Penn State was No. 7 in the preseason AP college football poll. That is not where the Nittany Lions will finish the year.
Because of the Big Ten’s delayed start to the season, when the Nittany Lions finally got on the field for their opener on October 24 at Indiana, they were down to No. 8. A 36-35 overtime loss dropped Penn State to No. 18, and Ohio State knocked its fellow “The” university out of the rankings entirely with a 38-25 verdict in Happy Valley on Halloween.
That was all understandable. Indiana looked to be frisky, and has turned out to be legitimately good, a Top-10 team that moved to 4-0 on Saturday with a 24-0 thrashing of Michigan State. Ohio State, of course, is Ohio State, 3-0, and contending for the College Football Playoff.
But then last week, Penn State hosted Maryland, and took a 35-19 loss that wasn’t even as close as the score looked.

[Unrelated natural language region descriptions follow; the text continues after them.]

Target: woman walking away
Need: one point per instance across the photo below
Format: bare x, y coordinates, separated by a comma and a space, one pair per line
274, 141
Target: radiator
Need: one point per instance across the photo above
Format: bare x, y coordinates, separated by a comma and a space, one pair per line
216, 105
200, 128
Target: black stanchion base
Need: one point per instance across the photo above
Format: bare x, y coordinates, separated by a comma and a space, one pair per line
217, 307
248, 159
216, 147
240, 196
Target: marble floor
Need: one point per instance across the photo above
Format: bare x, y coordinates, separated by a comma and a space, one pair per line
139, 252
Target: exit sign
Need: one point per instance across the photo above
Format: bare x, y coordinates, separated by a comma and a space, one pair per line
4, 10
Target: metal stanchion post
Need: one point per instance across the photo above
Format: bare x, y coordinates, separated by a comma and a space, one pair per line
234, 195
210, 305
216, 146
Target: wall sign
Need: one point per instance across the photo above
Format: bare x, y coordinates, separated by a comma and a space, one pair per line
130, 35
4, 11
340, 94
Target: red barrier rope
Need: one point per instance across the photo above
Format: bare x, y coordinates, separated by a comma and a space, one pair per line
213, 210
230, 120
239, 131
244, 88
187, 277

It would be unfair to say that Penn State hit rock bottom on Saturday, because rock bottom for this program is sexual abuse of children, but the Nittany Lions are now 0-4 after going to Nebraska, falling behind by three touchdowns, and coming back to fail on goal-to-go opportunities on the last two drives of a 30-23 loss to a previously winless Cornhuskers team.
Congratulations to Nebraska, perhaps, for getting “the payoff” on its asinine push to have this Big Ten football season happen. But this is really about Penn State, which is plumbing historic depths. In fact, this is now officially a bigger letdown for Penn State than 1983, when they started off ranked No. 4 in the country, lost 44-6 to top-ranked Nebraska at Giants Stadium, then lost at home to Cincinnati and No. 13 Iowa before finally beating Temple at Veterans Stadium.

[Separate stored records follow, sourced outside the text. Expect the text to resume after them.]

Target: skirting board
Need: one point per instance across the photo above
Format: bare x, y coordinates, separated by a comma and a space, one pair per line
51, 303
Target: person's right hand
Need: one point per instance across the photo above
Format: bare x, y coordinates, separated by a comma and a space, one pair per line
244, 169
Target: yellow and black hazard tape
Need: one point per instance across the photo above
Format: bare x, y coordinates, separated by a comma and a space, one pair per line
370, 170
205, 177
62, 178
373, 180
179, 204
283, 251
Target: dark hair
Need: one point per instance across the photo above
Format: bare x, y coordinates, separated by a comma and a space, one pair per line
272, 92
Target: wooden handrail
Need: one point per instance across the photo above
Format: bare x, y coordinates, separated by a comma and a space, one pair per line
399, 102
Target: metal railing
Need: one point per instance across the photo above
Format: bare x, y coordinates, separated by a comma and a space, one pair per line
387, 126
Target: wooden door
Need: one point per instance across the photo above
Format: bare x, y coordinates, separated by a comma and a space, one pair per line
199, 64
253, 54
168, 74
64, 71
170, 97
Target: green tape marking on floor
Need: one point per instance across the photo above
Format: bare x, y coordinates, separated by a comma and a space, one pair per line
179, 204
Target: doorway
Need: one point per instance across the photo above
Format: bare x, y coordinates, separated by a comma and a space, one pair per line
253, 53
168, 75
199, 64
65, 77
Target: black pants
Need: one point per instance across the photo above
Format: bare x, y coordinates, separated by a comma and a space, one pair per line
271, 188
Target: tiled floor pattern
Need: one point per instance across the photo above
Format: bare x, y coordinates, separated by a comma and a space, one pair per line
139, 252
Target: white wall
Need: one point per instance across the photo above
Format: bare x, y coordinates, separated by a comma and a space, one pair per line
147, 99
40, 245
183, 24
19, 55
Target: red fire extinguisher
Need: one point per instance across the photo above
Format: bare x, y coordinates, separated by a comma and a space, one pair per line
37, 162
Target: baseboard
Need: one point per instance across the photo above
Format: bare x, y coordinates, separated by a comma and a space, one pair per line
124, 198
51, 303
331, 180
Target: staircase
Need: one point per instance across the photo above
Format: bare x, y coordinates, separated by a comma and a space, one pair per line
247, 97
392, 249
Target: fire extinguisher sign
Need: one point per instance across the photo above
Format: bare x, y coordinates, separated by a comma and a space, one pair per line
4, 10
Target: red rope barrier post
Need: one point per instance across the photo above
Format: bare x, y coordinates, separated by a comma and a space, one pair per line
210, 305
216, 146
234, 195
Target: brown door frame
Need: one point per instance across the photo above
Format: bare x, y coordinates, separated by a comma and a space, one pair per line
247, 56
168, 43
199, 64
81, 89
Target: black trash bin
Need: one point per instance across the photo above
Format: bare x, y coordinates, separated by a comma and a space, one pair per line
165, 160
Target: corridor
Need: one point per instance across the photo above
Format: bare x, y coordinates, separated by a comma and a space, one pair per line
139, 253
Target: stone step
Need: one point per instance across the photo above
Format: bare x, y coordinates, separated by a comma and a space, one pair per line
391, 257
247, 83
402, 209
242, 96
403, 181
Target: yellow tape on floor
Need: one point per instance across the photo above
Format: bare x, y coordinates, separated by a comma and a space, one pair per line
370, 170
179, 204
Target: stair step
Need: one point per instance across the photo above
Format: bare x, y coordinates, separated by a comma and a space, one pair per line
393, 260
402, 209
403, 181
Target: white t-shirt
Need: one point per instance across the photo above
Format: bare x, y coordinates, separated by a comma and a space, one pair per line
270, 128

There is recent precedent for a team with a lofty ranking getting off to a rough start. In 2017, Florida State was the preseason No. 3 team in the country, and lost three of its first four games. Of course, two of those games were against No. 1 Alabama and No. 13 Miami, with a loss to N.C. State and a win at Wake Forest between, so you could understand what happened.
In 2007, preseason No. 5 Michigan lost its opener to Appalachian State, then got blown out at home by Oregon, but responded in its third game with a 38-0 thrashing of Notre Dame, starting an eight-game winning streak that included beating No. 10… Penn State.
There’s also Auburn, which in 2003 opened the season at No. 6 under civics failure Tommy Tuberville, and promptly got shut out at home by No. 6 USC, then went to Georgia Tech and lost, 17-3. But those Tigers got back on track thanks to a schedule that then gave them Vanderbilt and Western Kentucky.
Those are the worst starts to the season this century for teams ranked as highly at the start of the year as Penn State was in 2020. What the Nittany Lions don’t have is a comfortable cupcake to get them out of this hole, as LSU did in 1989 when the Tigers opened the season ranked seventh, and lost six of their first seven games, avoiding going winless into November only because they were fortunate enough to have Ohio — not Ohio State, but Ohio — on the schedule for a 57-6 thrashing in the third game of the year.
To find a team in the depths that Penn State is in now, you have to go all the way back to 1984, when Pitt was No. 3 in the country, with two first-place votes in the preseason poll, then went out and lost at home to BYU and Oklahoma, at Temple, and at West Virginia, before finally cracking the win column against East Carolina. The Panthers won only three games in 1984, but they did close out strong, with back-to-back wins over Tulane… and at Penn State.
Arizona State, ranked No. 3 to start 1976, also started 0-4 before getting into the win column at UTEP. Illinois was No. 6 at the start of 1954 and went 0-4 to start, with losses to ranked Ohio State and Minnesota. After beating Syracuse, Illinois lost its last four games, too, finishing at 1-8.
So that’s on Penn State’s radar, as is becoming the first team ever to be in the preseason top 7 and start 0-5, because the preseason poll only goes back to 1950, so before that, any teams that were ranked highly in the first poll already had a couple of wins under their belt.
The Nittany Lions host Iowa next Saturday. Perhaps they can do an anti-Nebraska and ask for the Big Ten season to stop, saving both public health and their own embarrassment.